Homography estimation from circular motion for use in visual control

https://doi.org/10.1016/j.robot.2014.05.012Get rights and content

Highlights

  • Only one point rotating at constant velocity around a single axis is required.

  • The proposed method estimates the homography and the angular velocity of the rotating point.

  • All the measurements required in the estimation can be obtained in the image.

Abstract

This paper presents a new method for estimation of the homography up to similarity from observing a single point that is rotating at constant velocity around a single axis. The benefit of the proposed estimation approach is that it does not require measurement of the points in the world frame. The homography is estimated based on the known shape of the motion and in-image tracking of a single rotating point. The proposed method is compared to the two known methods: the direct approach based on point correspondences and a more recently proposed method based on conic properties. The main advantages of the proposed method are that it also estimates the angular velocity and that it requires only a single circle. The estimation is made directly from the measurements in the image. Because of the advantages of the proposed method over the other methods, the proposed method should be simple to implement for calibration of visually guided robotic systems.

All the approaches were compared in the simulation environment in some non-ideal conditions and in the presence of disturbances, and a real experiment was made on a mobile robot. The experimental results confirm that the presented approach gives accurate results, even in some non-ideal conditions.

Introduction

Camera calibration is one of the fundamental tasks in computer vision. Results of many computer vision algorithms depend on good camera calibration, e.g. image rectification, 3D reconstruction, visual servoing, etc. The problem of camera calibration has been addressed by many authors, and the topic is normally addressed in every computer vision book, e.g.  [1]. The conventional calibration approaches normally require a special preparation of the working environment, usually by insertion of an object with known dimensions into the environment, like a chessboard pattern  [2], [3], [4], a pattern of circular markers  [5], or other conic patterns  [6], [7], [8], [9], [10], etc. Different calibration procedures use different camera models that give different accuracies. Normally it suffices to use only a basic pinhole camera model, but this model gives inaccurate results in presence of large lens distortions, so a more general model must be considered  [4], [11]. The applicability of a particular method depends on the environment in which the method is to be used.
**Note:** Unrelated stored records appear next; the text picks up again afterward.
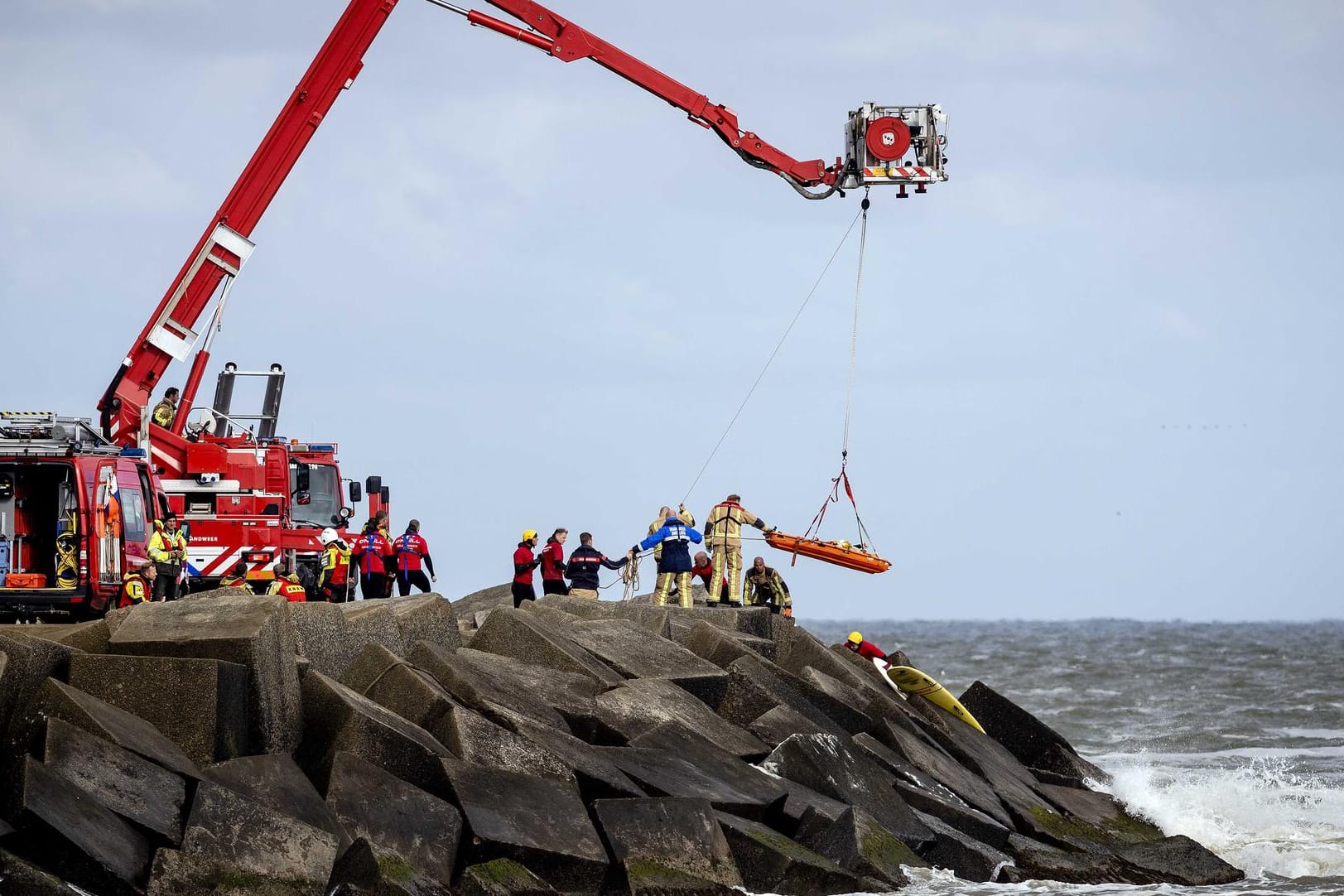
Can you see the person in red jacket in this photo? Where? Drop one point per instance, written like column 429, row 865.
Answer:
column 412, row 552
column 373, row 552
column 552, row 563
column 523, row 565
column 865, row 649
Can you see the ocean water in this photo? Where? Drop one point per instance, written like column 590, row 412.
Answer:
column 1229, row 734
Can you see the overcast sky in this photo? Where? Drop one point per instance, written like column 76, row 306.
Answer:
column 1098, row 371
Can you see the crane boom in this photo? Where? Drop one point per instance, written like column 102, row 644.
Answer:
column 877, row 144
column 224, row 248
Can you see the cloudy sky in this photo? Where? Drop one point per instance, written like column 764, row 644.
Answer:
column 1098, row 371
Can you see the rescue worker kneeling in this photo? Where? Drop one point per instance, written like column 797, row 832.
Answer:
column 287, row 585
column 137, row 585
column 675, row 563
column 237, row 578
column 768, row 589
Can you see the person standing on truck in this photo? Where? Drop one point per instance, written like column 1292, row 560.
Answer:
column 137, row 585
column 374, row 554
column 167, row 548
column 166, row 410
column 552, row 563
column 334, row 585
column 413, row 551
column 723, row 537
column 584, row 566
column 523, row 565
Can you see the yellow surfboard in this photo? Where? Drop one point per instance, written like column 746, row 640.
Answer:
column 910, row 680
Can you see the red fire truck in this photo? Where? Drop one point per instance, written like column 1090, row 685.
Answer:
column 243, row 492
column 75, row 512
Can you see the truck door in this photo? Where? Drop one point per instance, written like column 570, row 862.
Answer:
column 108, row 524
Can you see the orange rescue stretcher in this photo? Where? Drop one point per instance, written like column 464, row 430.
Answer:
column 839, row 552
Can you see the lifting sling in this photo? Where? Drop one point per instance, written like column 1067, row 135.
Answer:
column 845, row 554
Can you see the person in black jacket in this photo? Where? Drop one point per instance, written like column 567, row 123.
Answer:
column 584, row 565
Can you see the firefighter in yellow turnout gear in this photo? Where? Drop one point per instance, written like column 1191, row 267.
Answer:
column 168, row 550
column 768, row 589
column 723, row 537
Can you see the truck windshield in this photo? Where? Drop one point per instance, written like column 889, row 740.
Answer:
column 324, row 492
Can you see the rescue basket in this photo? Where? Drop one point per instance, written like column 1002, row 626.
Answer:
column 837, row 552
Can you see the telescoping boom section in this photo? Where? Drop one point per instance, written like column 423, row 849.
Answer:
column 884, row 146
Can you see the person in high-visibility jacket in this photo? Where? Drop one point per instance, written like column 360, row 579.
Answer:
column 523, row 565
column 137, row 585
column 660, row 520
column 373, row 552
column 412, row 552
column 168, row 550
column 675, row 565
column 768, row 589
column 334, row 583
column 723, row 539
column 167, row 408
column 865, row 649
column 287, row 585
column 237, row 578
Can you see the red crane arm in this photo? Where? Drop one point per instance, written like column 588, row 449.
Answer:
column 567, row 42
column 170, row 332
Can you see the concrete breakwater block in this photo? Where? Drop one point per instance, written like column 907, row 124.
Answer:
column 73, row 836
column 246, row 629
column 198, row 704
column 416, row 696
column 58, row 700
column 483, row 682
column 339, row 719
column 932, row 759
column 538, row 822
column 502, row 878
column 757, row 686
column 668, row 845
column 1033, row 742
column 628, row 649
column 524, row 637
column 770, row 863
column 643, row 704
column 118, row 779
column 597, row 777
column 413, row 836
column 276, row 782
column 951, row 848
column 859, row 844
column 235, row 844
column 835, row 768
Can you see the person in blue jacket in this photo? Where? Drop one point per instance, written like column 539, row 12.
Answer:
column 675, row 565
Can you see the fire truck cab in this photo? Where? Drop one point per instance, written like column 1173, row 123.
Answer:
column 75, row 513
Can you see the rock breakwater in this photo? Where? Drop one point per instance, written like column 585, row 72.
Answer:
column 242, row 744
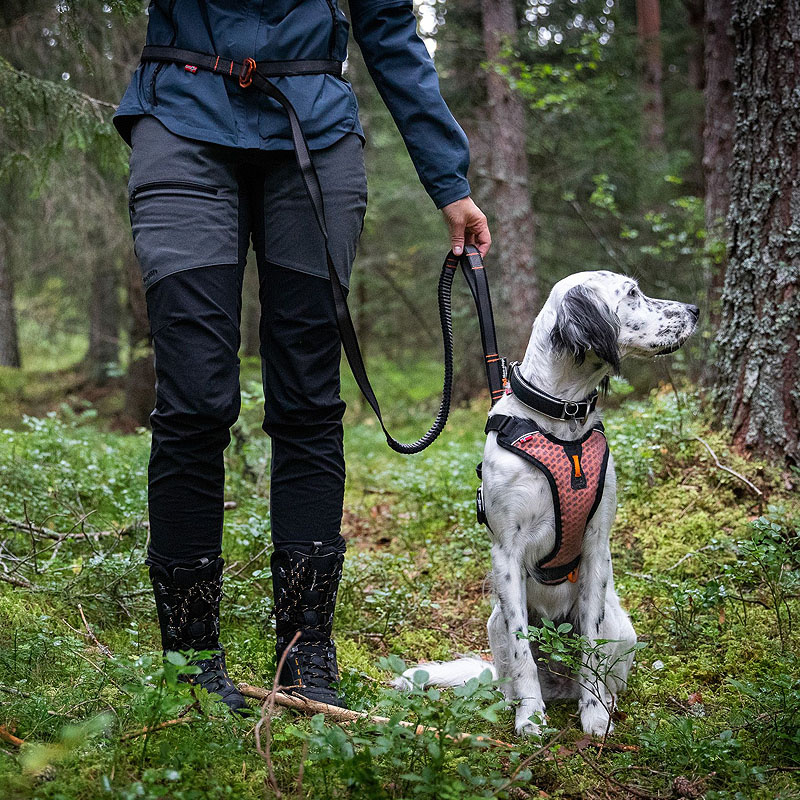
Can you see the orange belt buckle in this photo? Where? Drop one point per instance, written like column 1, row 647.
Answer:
column 246, row 75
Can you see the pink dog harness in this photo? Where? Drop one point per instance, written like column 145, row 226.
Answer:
column 576, row 472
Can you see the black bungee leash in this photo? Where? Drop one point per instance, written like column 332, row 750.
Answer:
column 248, row 73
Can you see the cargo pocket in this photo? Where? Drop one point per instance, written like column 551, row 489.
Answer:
column 179, row 225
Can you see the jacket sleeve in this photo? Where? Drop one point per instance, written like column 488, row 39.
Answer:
column 403, row 71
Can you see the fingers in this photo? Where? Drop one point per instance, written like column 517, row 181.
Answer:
column 468, row 225
column 482, row 237
column 457, row 239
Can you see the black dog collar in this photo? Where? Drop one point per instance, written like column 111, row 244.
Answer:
column 545, row 403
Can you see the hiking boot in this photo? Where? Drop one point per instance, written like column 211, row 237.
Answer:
column 187, row 601
column 305, row 579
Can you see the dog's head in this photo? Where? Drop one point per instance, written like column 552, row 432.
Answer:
column 606, row 314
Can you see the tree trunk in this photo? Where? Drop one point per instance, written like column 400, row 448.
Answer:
column 9, row 346
column 140, row 382
column 102, row 356
column 719, row 119
column 758, row 385
column 648, row 24
column 513, row 217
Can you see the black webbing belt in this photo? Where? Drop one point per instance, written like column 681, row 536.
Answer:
column 248, row 73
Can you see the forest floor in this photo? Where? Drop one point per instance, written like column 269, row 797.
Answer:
column 708, row 570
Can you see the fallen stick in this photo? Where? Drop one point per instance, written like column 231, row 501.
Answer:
column 9, row 737
column 90, row 633
column 346, row 715
column 48, row 533
column 733, row 472
column 152, row 728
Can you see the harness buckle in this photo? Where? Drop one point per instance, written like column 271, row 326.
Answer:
column 249, row 66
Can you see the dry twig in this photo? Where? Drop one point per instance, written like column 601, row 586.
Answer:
column 153, row 728
column 100, row 646
column 267, row 710
column 730, row 471
column 345, row 715
column 9, row 737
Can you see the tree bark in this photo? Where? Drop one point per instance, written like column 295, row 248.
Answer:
column 102, row 356
column 758, row 384
column 140, row 382
column 648, row 25
column 719, row 117
column 9, row 345
column 513, row 216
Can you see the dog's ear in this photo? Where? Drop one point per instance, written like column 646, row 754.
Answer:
column 584, row 322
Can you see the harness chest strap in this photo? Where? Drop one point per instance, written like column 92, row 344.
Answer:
column 575, row 471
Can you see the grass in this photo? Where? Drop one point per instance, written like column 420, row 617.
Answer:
column 708, row 572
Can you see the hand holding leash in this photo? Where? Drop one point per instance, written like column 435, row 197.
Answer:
column 467, row 224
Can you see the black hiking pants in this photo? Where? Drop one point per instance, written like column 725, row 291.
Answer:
column 195, row 207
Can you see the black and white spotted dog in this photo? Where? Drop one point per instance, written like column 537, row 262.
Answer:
column 590, row 321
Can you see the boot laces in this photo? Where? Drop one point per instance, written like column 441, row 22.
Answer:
column 213, row 676
column 317, row 663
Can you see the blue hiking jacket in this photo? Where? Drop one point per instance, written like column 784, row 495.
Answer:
column 213, row 108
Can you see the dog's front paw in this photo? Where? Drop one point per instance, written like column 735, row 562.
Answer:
column 595, row 718
column 529, row 720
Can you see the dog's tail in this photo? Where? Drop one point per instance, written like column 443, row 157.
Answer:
column 444, row 674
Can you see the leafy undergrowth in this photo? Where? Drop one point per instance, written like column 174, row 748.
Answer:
column 707, row 568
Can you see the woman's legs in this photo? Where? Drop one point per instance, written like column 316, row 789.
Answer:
column 189, row 221
column 301, row 354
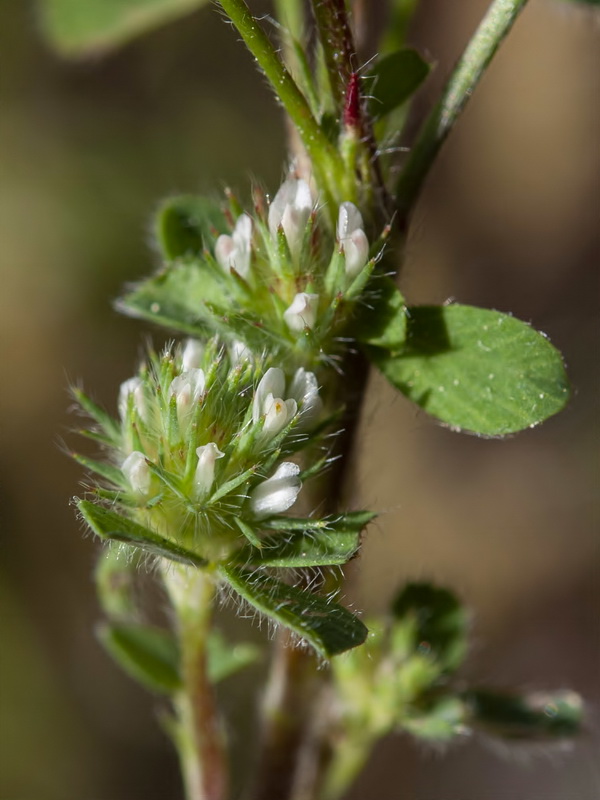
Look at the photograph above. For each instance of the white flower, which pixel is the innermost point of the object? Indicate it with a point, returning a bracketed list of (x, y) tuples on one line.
[(135, 387), (302, 313), (239, 352), (269, 403), (187, 389), (305, 390), (235, 250), (192, 354), (290, 209), (136, 470), (278, 492), (205, 471), (352, 238)]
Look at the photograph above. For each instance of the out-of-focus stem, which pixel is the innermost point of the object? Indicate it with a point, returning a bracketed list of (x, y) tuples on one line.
[(496, 24)]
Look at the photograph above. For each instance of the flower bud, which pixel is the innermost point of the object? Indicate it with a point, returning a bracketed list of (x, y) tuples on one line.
[(234, 251), (136, 470), (187, 389), (352, 238), (192, 354), (302, 313), (277, 493), (290, 209), (205, 471), (135, 387)]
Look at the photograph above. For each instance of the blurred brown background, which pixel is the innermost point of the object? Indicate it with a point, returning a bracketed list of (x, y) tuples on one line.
[(509, 220)]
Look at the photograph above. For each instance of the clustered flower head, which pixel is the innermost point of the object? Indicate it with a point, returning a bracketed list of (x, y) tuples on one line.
[(205, 442)]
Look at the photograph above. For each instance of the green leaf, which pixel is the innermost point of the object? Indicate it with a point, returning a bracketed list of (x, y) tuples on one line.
[(187, 225), (225, 659), (478, 370), (110, 526), (539, 714), (80, 27), (440, 622), (303, 549), (383, 319), (393, 79), (149, 655), (327, 626), (175, 298)]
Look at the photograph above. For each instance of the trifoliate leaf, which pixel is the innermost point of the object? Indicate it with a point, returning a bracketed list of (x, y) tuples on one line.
[(476, 369), (437, 621), (82, 27), (393, 79), (226, 658), (327, 626), (149, 655), (383, 319), (110, 526), (187, 225), (539, 714)]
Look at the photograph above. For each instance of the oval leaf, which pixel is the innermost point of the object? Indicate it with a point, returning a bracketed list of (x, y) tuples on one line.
[(80, 27), (327, 626), (476, 369), (149, 655), (393, 79)]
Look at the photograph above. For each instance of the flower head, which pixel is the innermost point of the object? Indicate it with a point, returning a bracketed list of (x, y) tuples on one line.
[(233, 252), (290, 209)]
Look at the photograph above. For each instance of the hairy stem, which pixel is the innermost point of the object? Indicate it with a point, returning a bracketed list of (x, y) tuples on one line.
[(199, 735), (496, 24)]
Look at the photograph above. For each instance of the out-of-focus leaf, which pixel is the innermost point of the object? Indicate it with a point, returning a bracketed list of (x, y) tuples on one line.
[(539, 714), (149, 655), (225, 658), (383, 321), (110, 526), (80, 27), (187, 225), (476, 369), (327, 626), (393, 79)]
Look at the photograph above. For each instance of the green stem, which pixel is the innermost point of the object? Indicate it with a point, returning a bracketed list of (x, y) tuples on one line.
[(199, 735), (496, 24), (326, 161)]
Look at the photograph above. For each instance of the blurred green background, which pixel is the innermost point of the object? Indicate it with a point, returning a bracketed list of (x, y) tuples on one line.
[(509, 220)]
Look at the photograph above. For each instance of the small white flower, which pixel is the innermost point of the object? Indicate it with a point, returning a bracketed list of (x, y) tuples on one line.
[(290, 209), (235, 250), (192, 354), (187, 389), (302, 313), (135, 387), (239, 352), (352, 238), (136, 470), (305, 390), (205, 471), (277, 493)]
The conventional calibration techniques  [2] are based on estimation of the camera model from a set of non-coplanar world points and their images using the least squares or some other minimization algorithm, and decomposition of the estimated model (normally in matrix form) into the camera intrinsic and extrinsic parameters. Zhang  [3] proposed a similar approach that is also based on decomposition, but from a set of homography matrices. This work focuses on estimation of the homography, a transformation that relates two planes under perspective projection. In computer vision, a homography is normally used to describe the relation between two image planes, an image plane and a world plane or two world planes. There exist well known algorithms for extraction of the camera intrinsic and extrinsic parameters from multiple homographies that all relate to the same image plane  [3]. In this paper we investigate several homography estimation techniques that can easily be deployed in visually guided robotic systems. The basic idea is to use robot motion in order to eliminate the need for special preparation of the environment solely for the purpose of camera calibration.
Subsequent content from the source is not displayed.